- Coat of arms
- Coordinates (Charsznica): 50°24′28″N 19°55′50″E﻿ / ﻿50.40778°N 19.93056°E
- Country: Poland
- Voivodeship: Lesser Poland
- County: Miechów
- Seat: Charsznica

Area
- • Total: 78.28 km^{2} (30.22 sq mi)

Population (2006)
- • Total: 7,796
- • Density: 99.59/km^{2} (257.9/sq mi)
- Website: http://www.charsznica.com.pl

= Gmina Charsznica =

Gmina Charsznica is a rural gmina (administrative district) in Miechów County, Lesser Poland Voivodeship, in southern Poland. Its seat is the village of Charsznica, which lies approximately 10 km north-west of Miechów and 39 km north of the regional capital Kraków.

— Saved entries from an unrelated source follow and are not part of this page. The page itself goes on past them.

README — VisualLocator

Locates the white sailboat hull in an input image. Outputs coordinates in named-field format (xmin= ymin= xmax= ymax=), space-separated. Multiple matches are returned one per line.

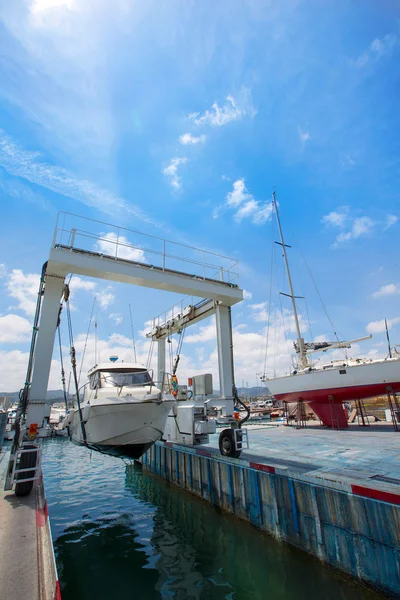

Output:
xmin=266 ymin=357 xmax=400 ymax=427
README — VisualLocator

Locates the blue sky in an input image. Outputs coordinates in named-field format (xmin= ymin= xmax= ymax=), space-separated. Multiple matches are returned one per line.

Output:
xmin=0 ymin=0 xmax=399 ymax=391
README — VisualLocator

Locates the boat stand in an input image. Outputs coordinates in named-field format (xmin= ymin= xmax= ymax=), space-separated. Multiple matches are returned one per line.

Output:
xmin=386 ymin=386 xmax=400 ymax=432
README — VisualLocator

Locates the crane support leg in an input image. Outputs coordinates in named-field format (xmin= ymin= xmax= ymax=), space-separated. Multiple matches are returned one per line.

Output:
xmin=157 ymin=338 xmax=166 ymax=389
xmin=26 ymin=274 xmax=65 ymax=428
xmin=215 ymin=304 xmax=234 ymax=417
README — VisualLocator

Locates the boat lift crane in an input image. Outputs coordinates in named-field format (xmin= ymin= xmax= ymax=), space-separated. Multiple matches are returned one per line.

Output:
xmin=5 ymin=212 xmax=245 ymax=495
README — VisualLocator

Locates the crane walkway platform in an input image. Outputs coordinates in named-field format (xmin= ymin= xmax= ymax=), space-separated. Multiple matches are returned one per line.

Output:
xmin=0 ymin=450 xmax=60 ymax=600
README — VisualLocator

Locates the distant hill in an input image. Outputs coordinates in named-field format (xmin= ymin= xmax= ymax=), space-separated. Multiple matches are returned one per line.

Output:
xmin=2 ymin=390 xmax=71 ymax=405
xmin=2 ymin=386 xmax=271 ymax=404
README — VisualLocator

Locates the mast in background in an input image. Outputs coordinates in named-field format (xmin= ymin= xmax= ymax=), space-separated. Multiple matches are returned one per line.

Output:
xmin=272 ymin=192 xmax=308 ymax=369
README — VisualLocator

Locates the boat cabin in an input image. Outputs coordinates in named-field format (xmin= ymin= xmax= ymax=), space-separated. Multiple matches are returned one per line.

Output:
xmin=88 ymin=362 xmax=153 ymax=390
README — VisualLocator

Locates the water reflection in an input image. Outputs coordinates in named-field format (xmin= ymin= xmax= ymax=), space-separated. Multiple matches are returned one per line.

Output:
xmin=42 ymin=439 xmax=380 ymax=600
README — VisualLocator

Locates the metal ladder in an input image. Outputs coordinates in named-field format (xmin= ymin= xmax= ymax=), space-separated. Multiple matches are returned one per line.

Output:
xmin=386 ymin=386 xmax=400 ymax=432
xmin=234 ymin=427 xmax=249 ymax=451
xmin=295 ymin=399 xmax=307 ymax=429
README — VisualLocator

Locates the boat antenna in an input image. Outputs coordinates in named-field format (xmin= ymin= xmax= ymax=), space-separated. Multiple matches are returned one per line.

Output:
xmin=385 ymin=318 xmax=392 ymax=358
xmin=128 ymin=303 xmax=137 ymax=363
xmin=272 ymin=191 xmax=308 ymax=369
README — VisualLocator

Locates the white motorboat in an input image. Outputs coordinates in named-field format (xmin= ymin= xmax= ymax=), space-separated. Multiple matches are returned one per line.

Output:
xmin=262 ymin=193 xmax=400 ymax=428
xmin=63 ymin=359 xmax=175 ymax=458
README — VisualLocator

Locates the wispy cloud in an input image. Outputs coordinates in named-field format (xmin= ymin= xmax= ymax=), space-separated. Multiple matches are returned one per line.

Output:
xmin=384 ymin=214 xmax=398 ymax=230
xmin=352 ymin=33 xmax=397 ymax=68
xmin=0 ymin=130 xmax=165 ymax=229
xmin=95 ymin=232 xmax=146 ymax=262
xmin=334 ymin=216 xmax=375 ymax=245
xmin=249 ymin=301 xmax=268 ymax=322
xmin=95 ymin=286 xmax=115 ymax=309
xmin=109 ymin=312 xmax=123 ymax=326
xmin=179 ymin=133 xmax=206 ymax=145
xmin=372 ymin=283 xmax=400 ymax=299
xmin=297 ymin=126 xmax=310 ymax=142
xmin=163 ymin=157 xmax=188 ymax=190
xmin=322 ymin=207 xmax=397 ymax=247
xmin=366 ymin=316 xmax=400 ymax=334
xmin=321 ymin=206 xmax=349 ymax=228
xmin=189 ymin=87 xmax=256 ymax=127
xmin=222 ymin=179 xmax=273 ymax=224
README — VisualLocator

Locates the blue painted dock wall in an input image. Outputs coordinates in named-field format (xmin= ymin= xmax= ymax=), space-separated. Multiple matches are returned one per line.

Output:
xmin=140 ymin=441 xmax=400 ymax=598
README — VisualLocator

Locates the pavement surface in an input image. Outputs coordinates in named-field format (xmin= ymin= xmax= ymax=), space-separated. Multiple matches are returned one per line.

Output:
xmin=0 ymin=450 xmax=39 ymax=600
xmin=203 ymin=421 xmax=400 ymax=483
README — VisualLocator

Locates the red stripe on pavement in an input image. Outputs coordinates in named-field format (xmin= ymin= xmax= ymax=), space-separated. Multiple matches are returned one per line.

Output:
xmin=250 ymin=462 xmax=276 ymax=474
xmin=54 ymin=580 xmax=62 ymax=600
xmin=351 ymin=485 xmax=400 ymax=506
xmin=196 ymin=449 xmax=211 ymax=458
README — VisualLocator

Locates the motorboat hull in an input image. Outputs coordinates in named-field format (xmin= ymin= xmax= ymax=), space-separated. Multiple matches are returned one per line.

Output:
xmin=68 ymin=398 xmax=175 ymax=458
xmin=267 ymin=358 xmax=400 ymax=428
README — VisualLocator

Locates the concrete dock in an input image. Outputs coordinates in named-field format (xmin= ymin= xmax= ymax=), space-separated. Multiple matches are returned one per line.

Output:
xmin=0 ymin=449 xmax=60 ymax=600
xmin=140 ymin=422 xmax=400 ymax=598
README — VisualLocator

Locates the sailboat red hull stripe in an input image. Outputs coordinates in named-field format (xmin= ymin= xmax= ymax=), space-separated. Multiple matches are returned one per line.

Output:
xmin=273 ymin=382 xmax=400 ymax=403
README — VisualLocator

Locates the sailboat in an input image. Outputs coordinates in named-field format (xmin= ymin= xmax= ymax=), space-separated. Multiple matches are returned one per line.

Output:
xmin=63 ymin=358 xmax=175 ymax=457
xmin=261 ymin=193 xmax=400 ymax=428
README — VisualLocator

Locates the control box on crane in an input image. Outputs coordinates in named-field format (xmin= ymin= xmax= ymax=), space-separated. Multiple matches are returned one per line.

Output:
xmin=163 ymin=373 xmax=216 ymax=445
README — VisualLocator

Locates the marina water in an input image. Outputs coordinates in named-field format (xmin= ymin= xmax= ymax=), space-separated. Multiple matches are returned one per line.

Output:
xmin=42 ymin=438 xmax=380 ymax=600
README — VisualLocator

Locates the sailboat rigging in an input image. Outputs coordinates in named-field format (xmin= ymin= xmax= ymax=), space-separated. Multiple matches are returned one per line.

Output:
xmin=262 ymin=192 xmax=400 ymax=428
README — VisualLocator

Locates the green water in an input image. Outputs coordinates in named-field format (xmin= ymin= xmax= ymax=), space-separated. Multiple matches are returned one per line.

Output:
xmin=42 ymin=438 xmax=380 ymax=600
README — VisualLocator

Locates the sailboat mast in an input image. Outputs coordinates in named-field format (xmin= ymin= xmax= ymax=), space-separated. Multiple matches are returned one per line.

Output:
xmin=272 ymin=192 xmax=308 ymax=369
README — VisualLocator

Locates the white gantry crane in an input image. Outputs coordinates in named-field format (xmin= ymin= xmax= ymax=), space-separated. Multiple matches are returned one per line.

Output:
xmin=6 ymin=212 xmax=245 ymax=495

The gmina covers an area of 78.28 km2, and as of 2006 its total population is 7,796.

==Villages==
Gmina Charsznica contains the villages and settlements of Charsznica, Chodów, Ciszowice, Dąbrowiec, Jelcza, Marcinkowice, Podlesice, Pogwizdów, Swojczany, Szarkówka, Tczyca, Uniejów-Kolonia, Uniejów-Parcela, Uniejów-Rędziny, Wierzbie and Witowice.

==Neighbouring gminas==
Gmina Charsznica is bordered by the gminas of Gołcza, Kozłów, Książ Wielki, Miechów, Wolbrom and Żarnowiec.